Nutrien, formed in January by a merger of PotashCorp of Saskatchewan and Agrium, disclosed the same month that it intends to become a major farm supplier in Brazil, stretching its reach beyond North America, Australia and Argentina.

Chief executive Chuck Magro revealed to Reuters that the company is looking to roll up as much as 30 per cent of farm retail sales in pockets of central and southern Brazil — a level that it calculates may not raise antitrust concerns. The growth plan hinges mainly on buying existing retail dealers.

Getting there may take many years, with price tags to buy retail dealers currently high, Magro said, declining to place a timeline on his plans.

“What we’re doing today is going to be a program that will last many, many years,” he said. “The vision is to have a North American-South American integrated company. If we can get there, that’s a pretty powerful global complex.”

To build up its Brazil business, Nutrien is willing to barter by accepting grain as collateral against credit, similar to how it operates in Argentina, Magro said.

Julio Zavala, general manager at Brazilian fertilizer blender Utilfértil Indústria de Fertilizantes, which Nutrien owns, said the company is still devising its strategy for building retail. Utilfertil has already done some bartering with farmers through grain traders Cargill and Bunge, he said.

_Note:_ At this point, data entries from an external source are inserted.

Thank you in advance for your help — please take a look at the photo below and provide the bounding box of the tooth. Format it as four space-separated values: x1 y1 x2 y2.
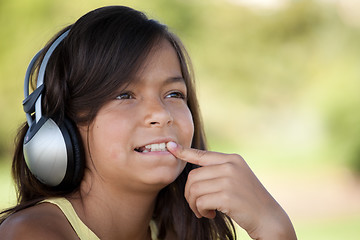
143 149 149 153
141 143 168 152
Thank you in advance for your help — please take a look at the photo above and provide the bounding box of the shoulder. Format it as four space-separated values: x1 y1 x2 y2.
0 203 78 240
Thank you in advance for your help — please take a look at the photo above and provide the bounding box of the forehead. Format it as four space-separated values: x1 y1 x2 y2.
134 39 183 82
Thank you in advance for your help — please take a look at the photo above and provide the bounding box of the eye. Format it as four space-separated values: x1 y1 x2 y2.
115 92 134 100
165 91 186 99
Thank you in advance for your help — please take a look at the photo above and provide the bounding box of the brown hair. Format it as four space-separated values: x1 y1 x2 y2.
1 6 235 239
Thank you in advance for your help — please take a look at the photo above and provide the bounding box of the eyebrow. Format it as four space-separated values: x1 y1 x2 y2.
164 76 185 85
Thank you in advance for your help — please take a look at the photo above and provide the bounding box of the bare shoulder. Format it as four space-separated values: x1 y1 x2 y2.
0 203 78 240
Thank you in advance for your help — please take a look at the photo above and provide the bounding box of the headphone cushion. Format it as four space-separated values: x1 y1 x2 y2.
60 117 84 188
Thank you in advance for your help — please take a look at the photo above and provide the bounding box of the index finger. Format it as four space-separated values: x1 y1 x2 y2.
166 141 228 166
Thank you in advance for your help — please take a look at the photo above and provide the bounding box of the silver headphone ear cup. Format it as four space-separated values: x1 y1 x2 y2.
23 118 68 186
23 117 85 188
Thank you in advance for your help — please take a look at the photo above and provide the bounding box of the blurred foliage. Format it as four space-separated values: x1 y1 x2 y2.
1 0 360 174
1 1 360 239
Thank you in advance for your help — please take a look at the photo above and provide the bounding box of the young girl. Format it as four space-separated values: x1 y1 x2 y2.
0 6 297 240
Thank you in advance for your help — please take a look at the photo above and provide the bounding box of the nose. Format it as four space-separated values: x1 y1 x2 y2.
144 99 173 127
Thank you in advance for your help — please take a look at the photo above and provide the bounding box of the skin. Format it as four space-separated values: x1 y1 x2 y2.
166 141 297 240
0 203 78 240
0 38 297 239
68 39 194 240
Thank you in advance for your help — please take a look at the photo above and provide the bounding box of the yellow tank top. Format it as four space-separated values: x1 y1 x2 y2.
40 198 159 240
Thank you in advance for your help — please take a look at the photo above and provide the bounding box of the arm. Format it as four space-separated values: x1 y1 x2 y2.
167 142 297 240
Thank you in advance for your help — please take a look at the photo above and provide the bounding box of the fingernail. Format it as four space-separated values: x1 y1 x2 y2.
166 141 177 150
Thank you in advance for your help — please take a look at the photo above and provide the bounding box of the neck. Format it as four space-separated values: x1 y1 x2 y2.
69 171 159 240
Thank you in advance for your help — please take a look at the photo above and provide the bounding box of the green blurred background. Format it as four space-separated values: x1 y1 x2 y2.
1 0 359 239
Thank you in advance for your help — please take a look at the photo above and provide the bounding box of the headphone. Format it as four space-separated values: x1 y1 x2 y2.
22 29 84 188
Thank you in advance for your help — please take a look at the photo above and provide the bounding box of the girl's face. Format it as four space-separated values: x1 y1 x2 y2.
81 39 194 192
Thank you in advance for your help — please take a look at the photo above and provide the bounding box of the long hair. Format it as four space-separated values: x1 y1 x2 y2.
1 6 236 239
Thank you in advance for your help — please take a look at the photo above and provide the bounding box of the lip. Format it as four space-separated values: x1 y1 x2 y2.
135 151 172 156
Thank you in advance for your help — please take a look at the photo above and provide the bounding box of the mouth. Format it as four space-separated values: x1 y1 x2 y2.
134 142 168 153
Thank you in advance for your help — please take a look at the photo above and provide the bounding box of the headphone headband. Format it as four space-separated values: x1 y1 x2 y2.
23 30 70 126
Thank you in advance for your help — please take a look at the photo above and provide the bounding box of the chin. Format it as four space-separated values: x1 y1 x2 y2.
141 164 186 189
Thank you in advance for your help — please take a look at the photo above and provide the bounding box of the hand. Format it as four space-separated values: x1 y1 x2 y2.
166 141 297 240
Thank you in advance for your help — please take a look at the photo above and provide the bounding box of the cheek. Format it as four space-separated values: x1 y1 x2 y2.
90 115 132 160
174 107 194 147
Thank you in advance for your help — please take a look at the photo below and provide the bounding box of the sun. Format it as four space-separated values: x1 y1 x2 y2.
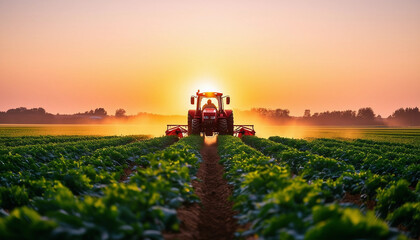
191 76 222 93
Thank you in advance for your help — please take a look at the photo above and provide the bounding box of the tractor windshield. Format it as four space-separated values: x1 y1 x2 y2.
201 97 218 110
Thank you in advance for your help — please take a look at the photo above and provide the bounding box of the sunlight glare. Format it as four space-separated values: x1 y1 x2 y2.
191 76 222 93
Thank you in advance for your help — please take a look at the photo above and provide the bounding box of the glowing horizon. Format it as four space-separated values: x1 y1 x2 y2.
1 0 419 117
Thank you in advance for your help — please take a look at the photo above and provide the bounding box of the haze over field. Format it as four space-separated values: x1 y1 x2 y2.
1 0 419 117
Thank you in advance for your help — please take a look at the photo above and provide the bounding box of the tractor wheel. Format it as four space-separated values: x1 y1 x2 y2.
188 114 192 135
218 119 228 135
191 119 201 135
227 113 234 135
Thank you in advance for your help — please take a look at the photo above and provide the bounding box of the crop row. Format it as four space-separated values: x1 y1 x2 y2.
270 137 420 156
0 136 178 210
267 136 419 185
317 138 419 155
0 135 203 239
0 136 145 175
0 135 147 159
218 135 408 240
0 135 126 147
242 136 420 238
242 136 355 180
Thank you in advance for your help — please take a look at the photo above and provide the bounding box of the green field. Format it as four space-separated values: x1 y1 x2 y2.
0 127 419 239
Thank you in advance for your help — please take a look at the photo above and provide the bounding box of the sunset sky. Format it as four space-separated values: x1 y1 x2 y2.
1 0 419 117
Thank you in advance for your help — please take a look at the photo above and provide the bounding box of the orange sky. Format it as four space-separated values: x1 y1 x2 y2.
1 0 419 117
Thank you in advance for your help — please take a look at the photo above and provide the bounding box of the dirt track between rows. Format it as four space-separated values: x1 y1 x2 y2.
164 136 237 240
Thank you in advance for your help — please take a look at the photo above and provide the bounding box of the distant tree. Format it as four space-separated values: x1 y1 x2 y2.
274 109 290 118
389 107 420 125
307 109 357 125
304 109 311 118
342 110 356 119
83 110 94 115
391 108 404 119
6 107 46 115
391 107 419 119
94 108 107 116
251 108 290 118
1 107 53 124
251 108 269 116
357 107 375 120
115 108 126 118
7 107 27 114
35 108 46 114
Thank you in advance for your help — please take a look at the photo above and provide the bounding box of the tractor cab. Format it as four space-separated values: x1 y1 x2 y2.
195 93 223 128
192 91 228 112
201 98 218 110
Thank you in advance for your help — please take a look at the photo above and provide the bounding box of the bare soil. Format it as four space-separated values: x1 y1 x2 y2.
341 192 376 210
164 136 237 240
119 162 137 182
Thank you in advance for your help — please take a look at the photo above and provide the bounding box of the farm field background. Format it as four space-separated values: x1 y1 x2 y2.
1 124 419 145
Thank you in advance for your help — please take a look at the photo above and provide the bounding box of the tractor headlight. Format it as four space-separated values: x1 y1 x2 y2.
210 116 216 119
204 116 209 119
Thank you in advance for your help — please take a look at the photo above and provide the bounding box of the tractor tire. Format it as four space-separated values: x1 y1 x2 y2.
191 119 201 135
188 114 192 135
218 119 228 135
227 113 234 135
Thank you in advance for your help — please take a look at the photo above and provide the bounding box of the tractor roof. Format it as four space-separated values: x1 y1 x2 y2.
196 91 223 97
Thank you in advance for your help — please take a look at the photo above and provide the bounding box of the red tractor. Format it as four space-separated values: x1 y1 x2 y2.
165 90 255 137
188 90 233 136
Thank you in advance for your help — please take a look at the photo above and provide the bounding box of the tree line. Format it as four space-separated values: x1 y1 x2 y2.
0 107 128 124
250 107 420 126
0 106 419 125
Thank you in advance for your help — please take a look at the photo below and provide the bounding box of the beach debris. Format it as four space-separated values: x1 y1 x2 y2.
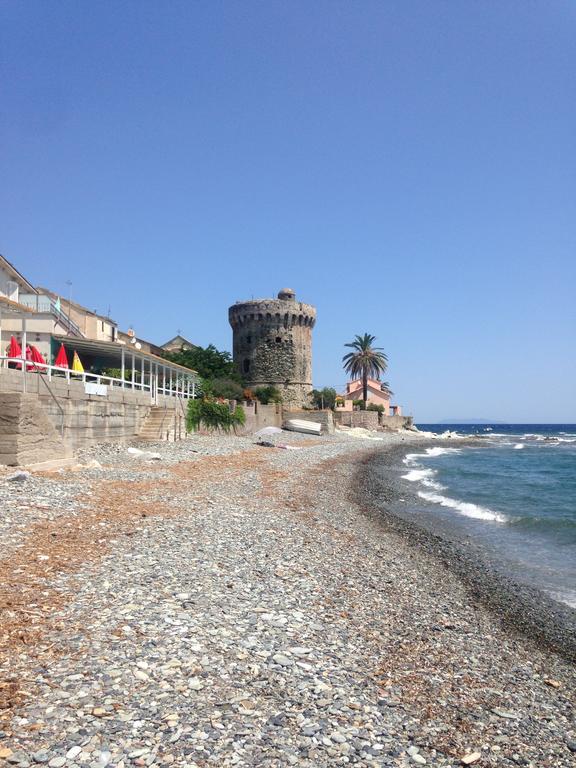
254 426 283 436
337 427 384 441
461 753 481 765
544 678 561 688
256 440 301 450
6 470 31 482
127 446 162 461
491 707 522 719
69 459 103 472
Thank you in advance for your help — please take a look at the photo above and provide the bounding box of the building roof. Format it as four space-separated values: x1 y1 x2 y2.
37 287 117 325
161 334 196 349
0 255 37 294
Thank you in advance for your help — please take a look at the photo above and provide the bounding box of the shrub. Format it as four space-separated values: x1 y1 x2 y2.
309 387 337 410
253 385 282 405
352 399 365 411
367 403 385 414
187 399 246 433
208 378 244 400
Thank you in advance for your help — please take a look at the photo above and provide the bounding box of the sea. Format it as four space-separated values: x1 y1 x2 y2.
401 424 576 609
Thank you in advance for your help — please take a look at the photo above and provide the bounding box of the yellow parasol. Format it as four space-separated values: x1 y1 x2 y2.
72 351 84 373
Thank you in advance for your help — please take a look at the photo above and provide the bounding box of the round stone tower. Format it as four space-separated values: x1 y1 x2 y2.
228 289 316 407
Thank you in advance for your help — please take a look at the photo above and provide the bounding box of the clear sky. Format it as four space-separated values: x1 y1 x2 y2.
1 1 575 422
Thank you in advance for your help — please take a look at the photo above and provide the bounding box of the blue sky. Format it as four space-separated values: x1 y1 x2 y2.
1 1 575 421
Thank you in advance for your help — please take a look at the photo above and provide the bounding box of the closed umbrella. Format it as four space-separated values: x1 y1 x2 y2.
72 351 84 373
54 343 69 368
29 345 47 366
7 336 22 369
28 345 47 372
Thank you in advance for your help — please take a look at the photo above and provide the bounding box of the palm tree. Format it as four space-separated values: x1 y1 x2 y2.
343 333 388 409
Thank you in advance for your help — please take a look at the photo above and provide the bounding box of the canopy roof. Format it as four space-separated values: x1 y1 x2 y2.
51 335 198 377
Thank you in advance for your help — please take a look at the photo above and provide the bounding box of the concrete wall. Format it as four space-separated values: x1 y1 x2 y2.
236 402 282 435
0 368 186 452
0 391 71 466
333 410 380 430
333 410 412 431
283 409 335 434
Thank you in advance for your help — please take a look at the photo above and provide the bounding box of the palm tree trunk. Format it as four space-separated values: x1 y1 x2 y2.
362 370 368 410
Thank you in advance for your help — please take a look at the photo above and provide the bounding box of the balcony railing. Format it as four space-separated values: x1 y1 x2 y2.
18 296 83 336
0 356 198 400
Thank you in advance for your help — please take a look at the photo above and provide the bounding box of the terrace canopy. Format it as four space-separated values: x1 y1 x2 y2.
50 335 199 399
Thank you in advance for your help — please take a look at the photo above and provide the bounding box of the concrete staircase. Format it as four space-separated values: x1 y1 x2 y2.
138 403 188 442
138 406 172 442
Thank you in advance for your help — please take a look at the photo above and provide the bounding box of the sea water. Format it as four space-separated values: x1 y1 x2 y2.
403 425 576 608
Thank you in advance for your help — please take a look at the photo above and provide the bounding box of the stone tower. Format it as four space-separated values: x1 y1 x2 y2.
228 288 316 407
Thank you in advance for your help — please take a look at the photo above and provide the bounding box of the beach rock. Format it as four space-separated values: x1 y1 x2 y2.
461 753 482 765
7 471 31 482
48 758 66 768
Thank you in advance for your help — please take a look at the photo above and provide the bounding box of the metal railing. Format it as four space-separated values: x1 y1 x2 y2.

The Brazil venture could give Nutrien a grasp of the world’s fastest-growing major agriculture market, or cause an expensive slip-up just as it woos investors back to an oversupplied global crop nutrient sector.

Risky business

Rival Mosaic sees too much risk in Nutrien’s strategy to follow along.

U.S.-based Mosaic sells bulk fertilizer to Brazilian farms large enough to own storage facilities, but has no interest in creating a retail network, said chief executive Joc O’Rourke. Brazil’s retail system is “hugely fragmented,” made up of many tiny players, he said.

“A lot of these are almost back-of-the-shed-type retail operations and we don’t want to get into the greater risk that goes with that,” O’Rourke said in an interview.

Some 100 retail dealers in Brazil sell to farmers, and none owns more than five per cent market share, according to Bank of Montreal.

Yara sees different risk in any attempt to be a one-stop supplier: moving too far beyond its core expertise of fertilizer and into seeds and chemicals.

“That’s a totally different business,” said Cleiton Vargas, Yara’s senior vice-president of crop nutrition in Brazil.

Yara sells about half of the fertilizer it produces in Brazil in direct deliveries to mostly large, successful farmers and shares the risk of selling to smaller growers by utilizing other retail sellers, Vargas said.

While Brazil is a farm powerhouse, it still imported some 26.3 million tonnes of fertilizer last year, according to fertilizer association ANDA, which amounts to three-quarters of the nutrients that farmers used.

According to a major farmer group, new entrants are welcome because they potentially increase competition among input sellers, reducing prices.

“The more players, the better,” said Antônio Galvan, president of the Mato Grosso soy growers’ association Aprosoja. Commonly, Brazilian farmers band together in large groups and buy directly from fertilizer producers in a bid to cut fertilizer costs.

Others, like Cayron Giacomelli, barter crops for fertilizer through grain traders including China’s state-owned COFCO and Amaggi.

A potential acquisition target, fertilizer distributor and farmer co-operative Fecoagro, is intrigued by Nutrien’s plan.

“We are open to anything,” said executive director Ivan Ramos.